One other approach is to wrap an existing Exception, perhaps an ObjectNotFoundException with an small wrapper class that implements the ExceptionMapper interface annotated with a @Provider annotation. This tells the JAX-RS runtime, that if the wrapped Exception is raised, return the response code defined in the ExceptionMapper.


@Provider
public class BadURIExceptionMapper implements ExceptionMapper<NotFoundException> {

public Response toResponse(NotFoundException exception){

    return Response.status(Response.Status.NOT_FOUND).
    entity(new ErrorResponse(exception.getClass().toString(),
                exception.getMessage()) ).
    build();
}
}

Create above class. This will handle 404 (NotFoundException) and here in toResponse method you can give your custom response. Similarly there are ParamException etc. which you would need to map to provide customized responses.

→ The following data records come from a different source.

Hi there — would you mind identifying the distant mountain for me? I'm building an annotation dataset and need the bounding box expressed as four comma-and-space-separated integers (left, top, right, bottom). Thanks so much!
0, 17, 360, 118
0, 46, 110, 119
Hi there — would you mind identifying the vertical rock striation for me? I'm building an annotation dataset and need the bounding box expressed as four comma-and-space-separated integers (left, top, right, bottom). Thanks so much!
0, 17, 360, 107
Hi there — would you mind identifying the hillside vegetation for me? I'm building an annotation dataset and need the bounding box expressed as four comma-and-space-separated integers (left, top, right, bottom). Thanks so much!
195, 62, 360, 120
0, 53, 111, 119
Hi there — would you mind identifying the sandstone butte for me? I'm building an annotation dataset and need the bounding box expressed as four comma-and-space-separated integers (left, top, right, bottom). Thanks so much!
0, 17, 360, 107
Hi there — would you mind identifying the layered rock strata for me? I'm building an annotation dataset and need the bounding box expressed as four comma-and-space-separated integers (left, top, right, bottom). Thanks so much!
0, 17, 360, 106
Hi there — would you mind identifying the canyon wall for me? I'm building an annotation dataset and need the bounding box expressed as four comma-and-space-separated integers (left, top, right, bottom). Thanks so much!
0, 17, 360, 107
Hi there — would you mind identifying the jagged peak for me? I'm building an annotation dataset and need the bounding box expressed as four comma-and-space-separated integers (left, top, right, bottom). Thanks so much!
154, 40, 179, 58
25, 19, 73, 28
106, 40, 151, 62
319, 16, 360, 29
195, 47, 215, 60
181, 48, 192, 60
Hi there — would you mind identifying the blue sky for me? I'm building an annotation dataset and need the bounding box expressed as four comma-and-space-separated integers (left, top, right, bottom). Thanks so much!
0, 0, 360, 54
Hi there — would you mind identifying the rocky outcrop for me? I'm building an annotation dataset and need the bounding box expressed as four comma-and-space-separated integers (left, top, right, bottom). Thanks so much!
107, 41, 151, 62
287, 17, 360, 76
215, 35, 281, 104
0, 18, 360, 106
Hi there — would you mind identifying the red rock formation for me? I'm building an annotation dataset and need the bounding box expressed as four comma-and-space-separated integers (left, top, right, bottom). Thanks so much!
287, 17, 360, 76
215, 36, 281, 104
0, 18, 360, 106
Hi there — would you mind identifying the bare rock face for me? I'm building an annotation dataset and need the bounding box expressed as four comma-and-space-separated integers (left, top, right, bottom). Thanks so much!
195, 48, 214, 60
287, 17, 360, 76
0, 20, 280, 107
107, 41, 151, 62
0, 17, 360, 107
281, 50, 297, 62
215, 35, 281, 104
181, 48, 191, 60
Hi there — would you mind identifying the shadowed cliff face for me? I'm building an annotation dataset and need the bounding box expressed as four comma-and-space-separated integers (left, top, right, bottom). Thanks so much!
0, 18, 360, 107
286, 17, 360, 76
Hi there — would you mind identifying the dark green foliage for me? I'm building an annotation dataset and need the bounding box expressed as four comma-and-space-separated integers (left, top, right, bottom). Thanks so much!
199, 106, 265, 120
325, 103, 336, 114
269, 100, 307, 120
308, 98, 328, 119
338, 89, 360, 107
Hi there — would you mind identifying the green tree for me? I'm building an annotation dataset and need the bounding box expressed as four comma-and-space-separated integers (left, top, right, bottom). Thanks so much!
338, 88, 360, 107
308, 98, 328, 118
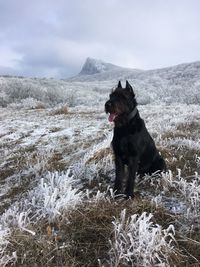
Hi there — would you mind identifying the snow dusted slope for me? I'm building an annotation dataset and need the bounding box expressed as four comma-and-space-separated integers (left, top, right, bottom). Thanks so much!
79, 57, 121, 75
68, 59, 200, 104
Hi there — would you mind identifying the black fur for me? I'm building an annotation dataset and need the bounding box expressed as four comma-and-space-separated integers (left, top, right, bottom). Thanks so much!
105, 81, 166, 198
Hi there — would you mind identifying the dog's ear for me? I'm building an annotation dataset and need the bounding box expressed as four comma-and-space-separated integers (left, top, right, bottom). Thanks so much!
125, 80, 135, 95
117, 81, 122, 88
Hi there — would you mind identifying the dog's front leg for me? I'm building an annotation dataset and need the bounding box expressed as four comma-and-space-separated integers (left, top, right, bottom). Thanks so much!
114, 156, 124, 195
125, 157, 138, 198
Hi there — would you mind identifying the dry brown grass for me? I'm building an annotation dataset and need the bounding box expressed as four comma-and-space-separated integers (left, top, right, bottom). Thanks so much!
50, 106, 69, 116
7, 198, 194, 267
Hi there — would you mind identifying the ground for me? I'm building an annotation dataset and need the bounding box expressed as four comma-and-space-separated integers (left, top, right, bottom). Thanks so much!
0, 104, 200, 266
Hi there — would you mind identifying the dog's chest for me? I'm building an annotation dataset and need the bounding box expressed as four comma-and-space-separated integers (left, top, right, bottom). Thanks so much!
112, 127, 135, 161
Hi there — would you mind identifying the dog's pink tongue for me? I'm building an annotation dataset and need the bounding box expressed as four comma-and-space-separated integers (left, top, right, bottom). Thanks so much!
108, 113, 116, 122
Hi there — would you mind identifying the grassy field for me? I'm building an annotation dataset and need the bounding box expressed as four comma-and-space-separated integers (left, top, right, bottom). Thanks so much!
0, 104, 200, 267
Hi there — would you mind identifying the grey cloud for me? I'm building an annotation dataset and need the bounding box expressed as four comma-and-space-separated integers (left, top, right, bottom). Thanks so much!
0, 0, 200, 77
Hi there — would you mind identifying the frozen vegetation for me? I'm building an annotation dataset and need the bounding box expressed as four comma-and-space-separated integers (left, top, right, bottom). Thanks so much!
0, 59, 200, 267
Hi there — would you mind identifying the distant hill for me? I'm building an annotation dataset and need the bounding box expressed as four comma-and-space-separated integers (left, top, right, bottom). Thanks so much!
68, 58, 200, 83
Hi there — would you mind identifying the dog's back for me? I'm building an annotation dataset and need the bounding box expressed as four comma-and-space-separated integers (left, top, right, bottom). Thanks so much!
105, 82, 166, 197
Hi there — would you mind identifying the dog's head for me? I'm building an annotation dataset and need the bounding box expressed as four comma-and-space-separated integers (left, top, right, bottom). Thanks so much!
105, 81, 137, 122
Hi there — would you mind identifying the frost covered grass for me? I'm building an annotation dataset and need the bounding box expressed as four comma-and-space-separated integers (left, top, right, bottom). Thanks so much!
0, 93, 200, 267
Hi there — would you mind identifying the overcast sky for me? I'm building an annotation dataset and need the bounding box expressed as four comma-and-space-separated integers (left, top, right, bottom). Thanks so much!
0, 0, 200, 78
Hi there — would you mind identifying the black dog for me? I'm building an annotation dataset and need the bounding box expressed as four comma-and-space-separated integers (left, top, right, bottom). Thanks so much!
105, 81, 166, 198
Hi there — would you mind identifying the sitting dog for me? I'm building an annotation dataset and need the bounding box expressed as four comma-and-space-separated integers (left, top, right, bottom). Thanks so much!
105, 81, 166, 198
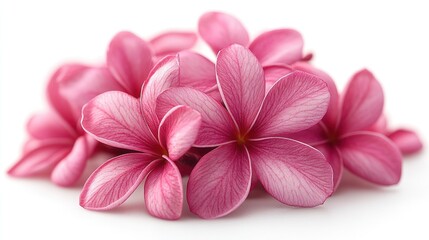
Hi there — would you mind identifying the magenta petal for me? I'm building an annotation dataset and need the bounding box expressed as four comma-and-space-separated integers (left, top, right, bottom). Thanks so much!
144, 158, 183, 220
82, 92, 158, 152
216, 44, 265, 133
249, 29, 304, 66
388, 129, 423, 155
80, 153, 160, 210
51, 135, 97, 187
198, 12, 249, 53
340, 70, 384, 133
254, 71, 329, 137
187, 143, 252, 218
249, 138, 333, 207
107, 32, 153, 97
339, 132, 402, 185
158, 106, 201, 161
156, 87, 235, 147
149, 32, 197, 56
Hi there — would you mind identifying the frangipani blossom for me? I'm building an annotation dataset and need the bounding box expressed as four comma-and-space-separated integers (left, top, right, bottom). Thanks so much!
198, 12, 308, 66
157, 44, 333, 218
293, 70, 402, 187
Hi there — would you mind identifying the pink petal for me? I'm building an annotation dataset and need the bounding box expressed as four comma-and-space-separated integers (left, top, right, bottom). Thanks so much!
249, 138, 333, 207
339, 132, 402, 185
8, 140, 71, 177
254, 71, 329, 137
149, 32, 197, 56
187, 143, 252, 218
216, 44, 265, 134
51, 134, 97, 187
82, 92, 159, 153
156, 87, 235, 147
80, 153, 160, 210
107, 32, 153, 97
249, 29, 304, 66
198, 12, 249, 53
144, 158, 183, 220
140, 56, 179, 135
340, 70, 384, 133
388, 129, 423, 155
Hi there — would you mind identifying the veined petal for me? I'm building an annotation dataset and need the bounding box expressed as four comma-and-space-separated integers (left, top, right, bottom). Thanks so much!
140, 56, 180, 135
249, 29, 304, 66
82, 92, 159, 153
216, 44, 265, 134
156, 87, 235, 147
338, 132, 402, 185
340, 70, 384, 134
80, 153, 161, 210
187, 143, 252, 218
144, 158, 183, 220
107, 32, 153, 97
158, 106, 201, 161
149, 32, 197, 56
253, 71, 329, 137
248, 138, 333, 207
388, 129, 423, 155
198, 12, 249, 54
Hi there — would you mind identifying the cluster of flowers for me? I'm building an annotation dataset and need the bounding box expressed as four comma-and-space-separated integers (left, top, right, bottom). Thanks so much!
9, 12, 422, 219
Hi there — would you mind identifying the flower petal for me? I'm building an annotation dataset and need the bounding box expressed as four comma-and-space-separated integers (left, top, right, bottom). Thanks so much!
249, 138, 333, 207
388, 129, 423, 155
149, 32, 197, 56
338, 132, 402, 185
187, 143, 252, 218
156, 87, 235, 147
107, 32, 153, 97
254, 71, 329, 137
144, 158, 183, 220
198, 12, 249, 54
51, 134, 97, 187
82, 92, 158, 152
140, 56, 179, 135
158, 106, 201, 161
80, 153, 160, 210
340, 70, 384, 133
249, 29, 304, 66
216, 44, 265, 134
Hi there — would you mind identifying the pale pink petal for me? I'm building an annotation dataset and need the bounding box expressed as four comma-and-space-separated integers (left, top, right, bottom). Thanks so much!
80, 153, 160, 210
107, 32, 153, 97
149, 32, 197, 56
340, 70, 384, 133
249, 29, 304, 66
144, 158, 183, 220
254, 71, 329, 137
198, 12, 249, 53
248, 138, 333, 207
187, 143, 252, 218
51, 134, 96, 187
216, 44, 265, 134
82, 92, 159, 153
156, 87, 236, 147
388, 129, 423, 155
338, 132, 402, 185
8, 141, 72, 177
140, 56, 180, 135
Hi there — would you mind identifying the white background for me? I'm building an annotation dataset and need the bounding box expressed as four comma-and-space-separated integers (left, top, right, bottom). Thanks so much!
0, 0, 429, 240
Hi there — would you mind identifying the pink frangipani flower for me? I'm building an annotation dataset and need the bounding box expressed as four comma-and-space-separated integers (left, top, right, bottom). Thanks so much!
293, 70, 402, 187
157, 44, 333, 218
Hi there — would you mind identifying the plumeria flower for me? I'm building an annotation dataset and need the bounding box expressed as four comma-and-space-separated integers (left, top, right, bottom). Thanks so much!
8, 64, 121, 186
293, 70, 402, 187
157, 44, 333, 218
80, 57, 201, 219
198, 12, 311, 67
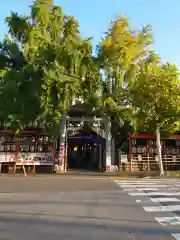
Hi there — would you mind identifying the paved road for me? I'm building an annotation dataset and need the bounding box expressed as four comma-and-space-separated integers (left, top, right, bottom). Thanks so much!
0, 176, 177, 240
115, 179, 180, 240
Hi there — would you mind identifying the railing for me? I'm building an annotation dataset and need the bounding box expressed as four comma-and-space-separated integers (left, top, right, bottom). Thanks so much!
120, 154, 180, 172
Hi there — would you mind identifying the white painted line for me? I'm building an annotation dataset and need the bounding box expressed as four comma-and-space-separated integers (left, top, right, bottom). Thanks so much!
143, 205, 180, 212
171, 233, 180, 240
123, 188, 137, 192
128, 192, 180, 196
136, 188, 158, 191
136, 199, 151, 203
150, 198, 180, 203
155, 216, 180, 226
120, 184, 168, 188
167, 188, 179, 190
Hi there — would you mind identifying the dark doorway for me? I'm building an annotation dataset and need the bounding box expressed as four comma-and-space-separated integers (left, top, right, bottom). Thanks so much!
67, 129, 105, 171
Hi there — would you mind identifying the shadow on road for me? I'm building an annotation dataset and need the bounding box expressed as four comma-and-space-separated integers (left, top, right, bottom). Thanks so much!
0, 212, 176, 236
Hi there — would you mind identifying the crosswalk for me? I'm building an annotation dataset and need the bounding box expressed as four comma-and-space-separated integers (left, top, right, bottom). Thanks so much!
114, 179, 180, 240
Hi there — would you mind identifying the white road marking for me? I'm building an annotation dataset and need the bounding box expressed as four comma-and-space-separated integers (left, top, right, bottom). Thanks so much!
143, 205, 180, 212
136, 188, 158, 191
123, 188, 137, 192
136, 199, 151, 203
167, 188, 179, 190
155, 216, 180, 225
120, 184, 168, 188
128, 192, 180, 196
171, 233, 180, 240
150, 197, 180, 203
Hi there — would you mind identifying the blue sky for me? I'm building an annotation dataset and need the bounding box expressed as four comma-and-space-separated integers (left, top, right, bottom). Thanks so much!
0, 0, 180, 68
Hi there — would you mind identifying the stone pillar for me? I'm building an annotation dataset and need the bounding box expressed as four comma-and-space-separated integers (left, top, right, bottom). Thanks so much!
105, 118, 118, 172
105, 118, 111, 172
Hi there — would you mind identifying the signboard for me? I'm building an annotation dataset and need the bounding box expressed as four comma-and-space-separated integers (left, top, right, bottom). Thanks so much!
0, 152, 16, 163
0, 152, 54, 165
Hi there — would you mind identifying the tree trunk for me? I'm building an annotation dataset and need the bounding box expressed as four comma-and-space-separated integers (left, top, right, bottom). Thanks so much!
156, 126, 164, 176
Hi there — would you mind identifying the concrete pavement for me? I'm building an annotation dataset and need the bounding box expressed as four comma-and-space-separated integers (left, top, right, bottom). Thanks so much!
0, 176, 176, 240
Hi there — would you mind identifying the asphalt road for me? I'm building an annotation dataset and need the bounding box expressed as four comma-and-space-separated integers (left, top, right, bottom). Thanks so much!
0, 176, 176, 240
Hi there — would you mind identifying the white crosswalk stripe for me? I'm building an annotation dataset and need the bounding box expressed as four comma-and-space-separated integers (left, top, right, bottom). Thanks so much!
171, 233, 180, 240
114, 179, 180, 240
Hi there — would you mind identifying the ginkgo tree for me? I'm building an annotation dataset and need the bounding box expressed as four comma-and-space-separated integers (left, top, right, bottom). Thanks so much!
129, 59, 180, 176
97, 14, 153, 163
0, 0, 100, 172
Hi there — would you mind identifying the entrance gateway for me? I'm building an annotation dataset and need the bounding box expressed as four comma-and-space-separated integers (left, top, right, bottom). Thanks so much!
55, 117, 117, 172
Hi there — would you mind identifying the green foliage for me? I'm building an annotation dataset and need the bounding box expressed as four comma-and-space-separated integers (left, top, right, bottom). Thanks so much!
0, 0, 100, 131
98, 15, 152, 127
129, 62, 180, 133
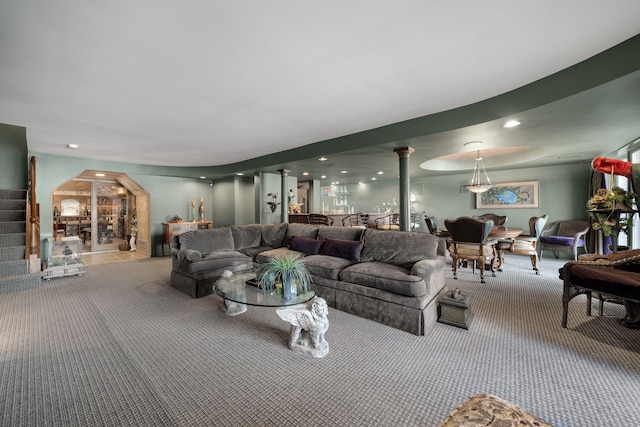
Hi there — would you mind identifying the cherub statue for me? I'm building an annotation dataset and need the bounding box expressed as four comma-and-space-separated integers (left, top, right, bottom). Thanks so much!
276, 297, 329, 358
267, 193, 280, 213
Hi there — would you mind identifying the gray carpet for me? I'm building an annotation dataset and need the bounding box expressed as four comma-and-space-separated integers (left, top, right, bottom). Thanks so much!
0, 256, 640, 427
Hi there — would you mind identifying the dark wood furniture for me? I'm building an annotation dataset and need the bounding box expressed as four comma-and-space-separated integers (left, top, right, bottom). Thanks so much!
444, 217, 498, 283
560, 249, 640, 329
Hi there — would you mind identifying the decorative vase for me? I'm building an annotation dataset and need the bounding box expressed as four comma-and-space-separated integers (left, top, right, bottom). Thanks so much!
282, 280, 293, 299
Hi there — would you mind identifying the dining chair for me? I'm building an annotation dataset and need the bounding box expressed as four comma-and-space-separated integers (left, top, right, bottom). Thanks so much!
54, 222, 67, 240
342, 213, 369, 228
307, 214, 333, 225
411, 211, 427, 231
540, 220, 591, 260
375, 213, 400, 230
444, 217, 498, 283
498, 214, 549, 274
424, 215, 438, 236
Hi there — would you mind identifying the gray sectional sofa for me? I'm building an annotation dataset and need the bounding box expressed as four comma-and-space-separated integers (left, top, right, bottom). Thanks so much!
171, 223, 446, 335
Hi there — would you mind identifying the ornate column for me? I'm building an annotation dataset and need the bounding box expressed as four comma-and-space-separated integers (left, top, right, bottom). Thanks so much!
278, 169, 291, 223
393, 147, 415, 231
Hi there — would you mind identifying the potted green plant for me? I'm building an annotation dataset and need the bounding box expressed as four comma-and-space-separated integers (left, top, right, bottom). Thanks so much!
587, 186, 637, 236
259, 256, 311, 299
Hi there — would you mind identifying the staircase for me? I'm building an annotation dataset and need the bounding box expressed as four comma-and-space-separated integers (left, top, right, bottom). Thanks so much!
0, 190, 42, 293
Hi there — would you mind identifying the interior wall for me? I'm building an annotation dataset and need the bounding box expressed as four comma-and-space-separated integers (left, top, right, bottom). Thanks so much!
235, 177, 256, 224
0, 123, 28, 190
29, 152, 213, 256
212, 177, 236, 227
304, 163, 590, 230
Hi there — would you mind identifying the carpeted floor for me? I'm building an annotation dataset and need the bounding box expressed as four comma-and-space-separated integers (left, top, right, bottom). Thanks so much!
0, 256, 640, 427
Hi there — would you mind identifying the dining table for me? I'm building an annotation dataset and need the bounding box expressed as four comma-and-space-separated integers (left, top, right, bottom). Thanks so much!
489, 225, 524, 271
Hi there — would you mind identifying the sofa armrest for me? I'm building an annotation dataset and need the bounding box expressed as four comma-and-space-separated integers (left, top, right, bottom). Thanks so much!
410, 256, 445, 282
177, 248, 202, 261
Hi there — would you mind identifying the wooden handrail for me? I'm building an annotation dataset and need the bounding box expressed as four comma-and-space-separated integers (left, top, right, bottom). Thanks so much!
25, 156, 41, 273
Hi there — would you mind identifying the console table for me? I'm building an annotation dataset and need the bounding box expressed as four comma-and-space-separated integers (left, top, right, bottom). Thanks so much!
162, 221, 213, 256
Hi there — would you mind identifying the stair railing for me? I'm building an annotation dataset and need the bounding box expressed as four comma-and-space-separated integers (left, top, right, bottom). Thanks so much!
25, 156, 42, 273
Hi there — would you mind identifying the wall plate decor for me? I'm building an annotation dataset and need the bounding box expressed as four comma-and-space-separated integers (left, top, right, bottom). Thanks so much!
476, 181, 540, 209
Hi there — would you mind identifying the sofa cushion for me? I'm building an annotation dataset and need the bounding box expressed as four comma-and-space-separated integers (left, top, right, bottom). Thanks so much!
338, 260, 427, 297
256, 247, 306, 264
322, 239, 363, 262
282, 223, 319, 246
289, 236, 324, 255
318, 225, 364, 240
180, 227, 233, 254
231, 224, 262, 249
261, 222, 289, 248
187, 249, 251, 273
238, 246, 273, 261
360, 229, 438, 269
178, 248, 202, 261
304, 255, 354, 280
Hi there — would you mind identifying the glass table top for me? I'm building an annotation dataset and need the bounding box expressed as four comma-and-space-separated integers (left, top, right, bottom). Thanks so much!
213, 273, 316, 307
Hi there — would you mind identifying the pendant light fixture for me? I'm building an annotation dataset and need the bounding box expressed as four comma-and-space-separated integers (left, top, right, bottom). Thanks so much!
465, 150, 494, 193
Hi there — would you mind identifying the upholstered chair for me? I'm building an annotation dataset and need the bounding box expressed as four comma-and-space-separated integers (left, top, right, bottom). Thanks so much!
540, 220, 590, 260
444, 217, 498, 283
498, 215, 549, 274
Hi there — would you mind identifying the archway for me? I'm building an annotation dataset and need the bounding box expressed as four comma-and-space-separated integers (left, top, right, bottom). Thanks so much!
52, 170, 151, 257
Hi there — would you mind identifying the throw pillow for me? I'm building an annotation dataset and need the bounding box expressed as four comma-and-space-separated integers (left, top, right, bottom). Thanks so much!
289, 236, 324, 255
322, 239, 364, 261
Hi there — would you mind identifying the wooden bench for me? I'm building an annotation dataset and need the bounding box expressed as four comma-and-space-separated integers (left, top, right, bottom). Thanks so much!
560, 249, 640, 328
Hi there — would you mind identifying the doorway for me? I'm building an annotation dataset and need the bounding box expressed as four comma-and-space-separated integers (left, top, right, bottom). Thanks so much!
52, 170, 151, 257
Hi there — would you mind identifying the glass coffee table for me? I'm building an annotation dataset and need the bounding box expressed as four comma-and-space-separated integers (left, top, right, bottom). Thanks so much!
213, 272, 329, 358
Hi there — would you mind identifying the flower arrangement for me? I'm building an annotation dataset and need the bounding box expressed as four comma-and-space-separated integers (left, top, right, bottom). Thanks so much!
587, 186, 638, 236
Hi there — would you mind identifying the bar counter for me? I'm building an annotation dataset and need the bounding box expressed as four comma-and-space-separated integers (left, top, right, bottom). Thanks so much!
289, 212, 391, 228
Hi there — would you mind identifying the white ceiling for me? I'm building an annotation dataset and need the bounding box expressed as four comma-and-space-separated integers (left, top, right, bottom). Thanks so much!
0, 0, 640, 181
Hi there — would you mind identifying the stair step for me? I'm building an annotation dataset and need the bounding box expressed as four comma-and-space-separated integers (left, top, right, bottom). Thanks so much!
0, 245, 26, 262
0, 219, 27, 234
0, 209, 27, 222
0, 190, 27, 200
0, 273, 43, 294
0, 259, 29, 277
0, 199, 27, 211
0, 233, 27, 248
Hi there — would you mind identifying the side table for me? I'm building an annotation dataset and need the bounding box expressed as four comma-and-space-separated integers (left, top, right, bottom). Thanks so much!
438, 288, 473, 329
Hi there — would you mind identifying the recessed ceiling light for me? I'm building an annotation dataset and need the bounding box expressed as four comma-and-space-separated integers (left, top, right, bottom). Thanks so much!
462, 141, 484, 147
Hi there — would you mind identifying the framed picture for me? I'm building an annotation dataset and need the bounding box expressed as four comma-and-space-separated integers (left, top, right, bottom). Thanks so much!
476, 181, 540, 209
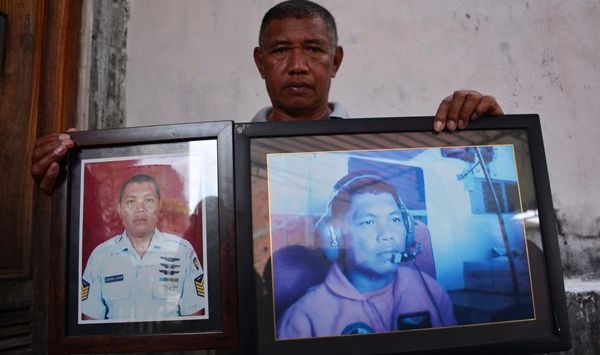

Jersey throws an com.sun.jersey.api.ParamException when it fails to unmarshall the parameters so one solution is to create an ExceptionMapper that handles these types of exceptions:

@Provider
public class ParamExceptionMapper implements ExceptionMapper<ParamException> {
    @Override
    public Response toResponse(ParamException exception) {
        return Response.status(Status.BAD_REQUEST).entity(exception.getParameterName() + " incorrect type").build();
    }
}

You could also write a reusable class for QueryParam-annotated variables

public class DateParam {
  private SimpleDateFormat format = new SimpleDateFormat("yyyy-MM-dd");

  private Calendar date;

  public DateParam(String in) throws WebApplicationException {
    try {
      date = Calendar.getInstance();
      date.setTime(format.parse(in));
    }
    catch (ParseException exception) {
      throw new WebApplicationException(400);
    }
  }
  public Calendar getDate() {
    return date;
  }
  public String format() {
    return format.format(value.getTime());
  }
}

then use it like this:

private @QueryParam("from") DateParam startDateParam;
private @QueryParam("to") DateParam endDateParam;
// ...
startDateParam.getDate();

Although the error handling is trivial in this case (throwing a 400 response), using this class allows you to factor-out parameter handling in general which might include logging etc.


One obvious solution: take in a String, convert to Date yourself. That way you can define format you want, catch exceptions and either re-throw or customize error being sent. For parsing, SimpleDateFormat should work fine.

I am sure there are ways to hook handlers for data types too, but perhaps little bit of simple code is all you need in this case.